Following a 2013 lawsuit filed by the Northwest Council for Alternatives to Pesticides, the Environmental Protection Agency agreed last week to reinstate a 2004 court ruling that requires 20-yard buffer zones for ground applications and 100-yard buffer zones for aerial applications, with some exceptions. The restrictions apply only to counties that support salmon and steelhead in California, Oregon and Washington.
The five pesticides — malathion, diazinon, chlorpyrifos, carbaryl and methyl — can affect development of fish, kill off beneficial insects or cause fish death outright. However, they are also vital for keeping pests from chewing through alfalfa fields, fruit orchards and other important crops. A buffer zone helps prevent pesticides from accidentally leaking into aquatic habitats.
“There’s a lot of coastal steelhead swimming up small streams subject to pesticide exposure,” said Lowell Ashbaugh, the conservation chair of the Fly Fishers of Davis.
Ashbaugh is also on the board of directors of the Northern California chapter of the Federation of Fly Fishers, which supported the lawsuit.

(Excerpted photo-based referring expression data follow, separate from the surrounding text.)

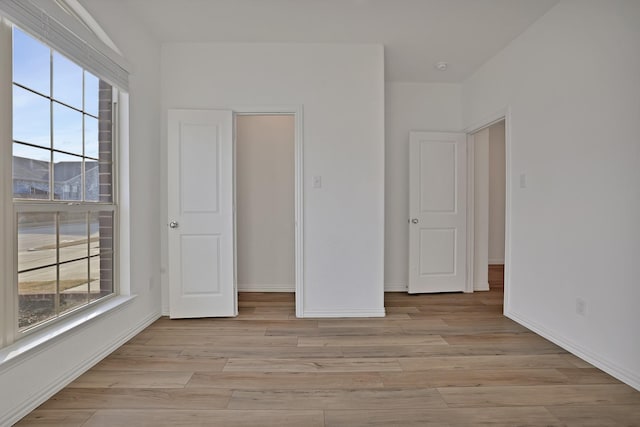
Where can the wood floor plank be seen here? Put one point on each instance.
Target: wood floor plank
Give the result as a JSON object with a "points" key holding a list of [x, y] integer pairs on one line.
{"points": [[253, 352], [344, 364], [587, 376], [545, 395], [484, 362], [286, 380], [473, 378], [597, 416], [337, 341], [131, 398], [448, 350], [56, 418], [497, 417], [131, 379], [336, 399], [152, 364], [378, 322], [334, 331], [490, 338], [226, 418], [223, 341]]}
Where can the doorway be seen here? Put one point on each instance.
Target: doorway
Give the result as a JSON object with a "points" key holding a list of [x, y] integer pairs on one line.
{"points": [[265, 202], [201, 206], [488, 147]]}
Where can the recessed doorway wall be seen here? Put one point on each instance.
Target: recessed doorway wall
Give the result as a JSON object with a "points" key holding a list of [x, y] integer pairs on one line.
{"points": [[489, 205], [265, 202]]}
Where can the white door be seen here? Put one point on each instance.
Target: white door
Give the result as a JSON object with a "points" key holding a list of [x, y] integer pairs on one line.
{"points": [[200, 207], [438, 212]]}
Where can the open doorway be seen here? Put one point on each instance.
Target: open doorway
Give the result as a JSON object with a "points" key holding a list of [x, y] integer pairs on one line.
{"points": [[489, 202], [265, 202]]}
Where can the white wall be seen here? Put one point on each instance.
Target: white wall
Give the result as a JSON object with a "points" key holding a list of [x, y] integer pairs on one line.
{"points": [[409, 106], [572, 83], [265, 223], [481, 210], [26, 382], [496, 192], [341, 88]]}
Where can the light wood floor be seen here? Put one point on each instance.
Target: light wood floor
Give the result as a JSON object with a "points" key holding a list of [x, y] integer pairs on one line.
{"points": [[435, 360]]}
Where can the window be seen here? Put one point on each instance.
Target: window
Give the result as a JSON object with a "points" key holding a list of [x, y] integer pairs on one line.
{"points": [[63, 183]]}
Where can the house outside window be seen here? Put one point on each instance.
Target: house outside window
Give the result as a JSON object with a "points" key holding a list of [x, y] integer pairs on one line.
{"points": [[63, 184]]}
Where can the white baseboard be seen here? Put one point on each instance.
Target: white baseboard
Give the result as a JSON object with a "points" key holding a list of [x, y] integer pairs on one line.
{"points": [[66, 378], [345, 313], [622, 374], [266, 288], [396, 287], [482, 286]]}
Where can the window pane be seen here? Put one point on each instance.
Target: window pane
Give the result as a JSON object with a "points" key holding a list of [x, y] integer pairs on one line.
{"points": [[91, 88], [36, 296], [101, 226], [30, 172], [36, 240], [31, 62], [67, 129], [74, 286], [90, 137], [67, 175], [73, 236], [67, 81], [31, 118]]}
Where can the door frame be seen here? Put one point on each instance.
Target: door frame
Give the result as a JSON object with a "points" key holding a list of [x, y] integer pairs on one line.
{"points": [[297, 112], [503, 114]]}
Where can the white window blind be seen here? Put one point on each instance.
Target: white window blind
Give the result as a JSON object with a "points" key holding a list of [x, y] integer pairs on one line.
{"points": [[54, 26]]}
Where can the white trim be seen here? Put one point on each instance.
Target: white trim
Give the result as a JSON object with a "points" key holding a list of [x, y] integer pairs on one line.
{"points": [[64, 32], [596, 360], [503, 114], [67, 377], [297, 112], [491, 119], [257, 287], [22, 350], [471, 207], [481, 286], [396, 287], [345, 313], [7, 234]]}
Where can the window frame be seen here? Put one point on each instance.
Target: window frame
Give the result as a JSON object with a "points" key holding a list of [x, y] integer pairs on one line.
{"points": [[10, 334]]}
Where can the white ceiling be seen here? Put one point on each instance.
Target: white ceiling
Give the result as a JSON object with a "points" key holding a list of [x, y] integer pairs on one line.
{"points": [[416, 33]]}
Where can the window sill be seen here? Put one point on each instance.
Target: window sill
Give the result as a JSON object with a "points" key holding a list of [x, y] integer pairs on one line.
{"points": [[38, 341]]}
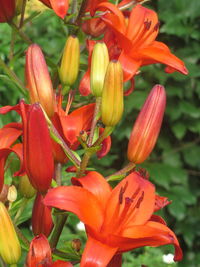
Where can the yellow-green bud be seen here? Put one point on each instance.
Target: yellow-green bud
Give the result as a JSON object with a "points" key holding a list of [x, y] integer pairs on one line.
{"points": [[112, 97], [99, 64], [12, 193], [10, 249], [25, 187], [70, 61]]}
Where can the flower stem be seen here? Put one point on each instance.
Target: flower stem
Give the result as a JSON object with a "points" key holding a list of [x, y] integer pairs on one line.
{"points": [[20, 33], [94, 121], [130, 166], [81, 12], [58, 173], [13, 76], [21, 236], [60, 221], [84, 164], [21, 209], [56, 136]]}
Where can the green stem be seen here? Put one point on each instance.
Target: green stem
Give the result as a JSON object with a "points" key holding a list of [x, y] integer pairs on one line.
{"points": [[21, 209], [130, 166], [57, 230], [13, 76], [56, 136], [20, 33], [58, 173], [81, 12], [107, 131], [2, 263], [22, 14], [94, 121], [84, 164], [21, 236]]}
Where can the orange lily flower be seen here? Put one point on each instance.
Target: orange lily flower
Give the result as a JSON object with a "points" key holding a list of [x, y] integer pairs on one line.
{"points": [[60, 7], [135, 42], [117, 220]]}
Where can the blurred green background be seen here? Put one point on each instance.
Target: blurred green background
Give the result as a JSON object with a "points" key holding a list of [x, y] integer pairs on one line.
{"points": [[174, 165]]}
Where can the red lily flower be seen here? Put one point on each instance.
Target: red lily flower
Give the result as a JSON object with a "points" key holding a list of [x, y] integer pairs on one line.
{"points": [[7, 10], [135, 42], [118, 220], [40, 254], [37, 149], [60, 7], [42, 222]]}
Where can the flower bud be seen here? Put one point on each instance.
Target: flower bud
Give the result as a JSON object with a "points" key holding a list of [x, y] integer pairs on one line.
{"points": [[12, 193], [99, 64], [38, 156], [38, 80], [60, 7], [39, 252], [10, 249], [25, 187], [70, 61], [147, 126], [41, 217], [112, 98], [7, 10]]}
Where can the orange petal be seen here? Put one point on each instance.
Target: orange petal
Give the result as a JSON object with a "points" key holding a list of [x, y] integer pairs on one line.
{"points": [[97, 254], [96, 184], [79, 201], [160, 53], [150, 234], [142, 193], [60, 7]]}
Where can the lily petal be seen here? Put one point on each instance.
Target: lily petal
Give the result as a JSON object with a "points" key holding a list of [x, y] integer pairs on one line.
{"points": [[142, 195], [79, 201], [97, 254], [96, 184]]}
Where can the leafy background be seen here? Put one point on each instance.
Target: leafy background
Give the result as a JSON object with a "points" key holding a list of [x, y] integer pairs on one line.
{"points": [[174, 165]]}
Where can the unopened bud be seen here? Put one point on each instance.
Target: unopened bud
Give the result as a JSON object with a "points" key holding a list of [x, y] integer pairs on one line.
{"points": [[25, 187], [99, 64], [112, 98], [38, 80], [147, 126], [10, 249], [76, 244], [12, 193], [70, 61]]}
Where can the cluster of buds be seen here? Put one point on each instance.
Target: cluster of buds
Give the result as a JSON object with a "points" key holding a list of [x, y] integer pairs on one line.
{"points": [[50, 135]]}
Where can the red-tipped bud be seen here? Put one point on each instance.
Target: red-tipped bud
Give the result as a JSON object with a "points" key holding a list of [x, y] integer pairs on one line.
{"points": [[112, 97], [7, 10], [25, 187], [60, 7], [39, 252], [38, 80], [147, 126], [41, 217], [38, 157], [70, 61], [10, 249], [94, 27], [99, 64]]}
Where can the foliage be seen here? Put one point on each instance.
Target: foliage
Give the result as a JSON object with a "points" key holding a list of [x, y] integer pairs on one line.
{"points": [[174, 166]]}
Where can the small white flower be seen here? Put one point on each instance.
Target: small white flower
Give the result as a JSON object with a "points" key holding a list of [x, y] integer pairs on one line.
{"points": [[80, 226], [168, 258]]}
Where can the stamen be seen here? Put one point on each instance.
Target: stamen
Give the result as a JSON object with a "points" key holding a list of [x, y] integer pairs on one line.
{"points": [[140, 200], [121, 193], [156, 27], [147, 25]]}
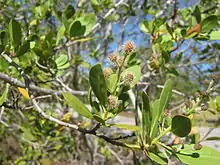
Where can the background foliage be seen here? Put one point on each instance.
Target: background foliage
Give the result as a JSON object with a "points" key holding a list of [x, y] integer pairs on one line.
{"points": [[66, 60]]}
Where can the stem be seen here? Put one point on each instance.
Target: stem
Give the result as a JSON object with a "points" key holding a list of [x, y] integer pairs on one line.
{"points": [[161, 135]]}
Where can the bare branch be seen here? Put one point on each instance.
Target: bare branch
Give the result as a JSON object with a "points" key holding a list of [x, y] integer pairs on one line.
{"points": [[17, 83]]}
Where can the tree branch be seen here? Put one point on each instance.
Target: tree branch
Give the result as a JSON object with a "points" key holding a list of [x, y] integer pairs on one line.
{"points": [[17, 83]]}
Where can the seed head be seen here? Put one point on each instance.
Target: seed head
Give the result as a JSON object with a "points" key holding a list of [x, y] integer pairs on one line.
{"points": [[128, 77], [113, 57], [106, 72], [129, 47], [120, 60]]}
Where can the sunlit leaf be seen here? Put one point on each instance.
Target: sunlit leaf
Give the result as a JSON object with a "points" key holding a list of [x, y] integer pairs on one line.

Around Davis, Putah Creek’s trickling waters are the closest place to fly-fish. The local chapter takes trips to coastal rivers and north to the Trinity and Klamath rivers, which both run alongside farmland.
The buffer zone had previously been instated in 2004, while the National Marine Fisheries Service reviewed the effects of an array of pesticides on salmonids. Following findings that the pesticides could imperil the fish, the fisheries service recommended changes to product labels.
The council for alternatives to pesticides filed its first complaint in 2010, alleging that the Environmental Protection Agency had failed to implement any of the recommendations.
These interim measures will remain in place until the EPA implements permanent protections, pending a second investigation by the fisheries service into the five insecticides.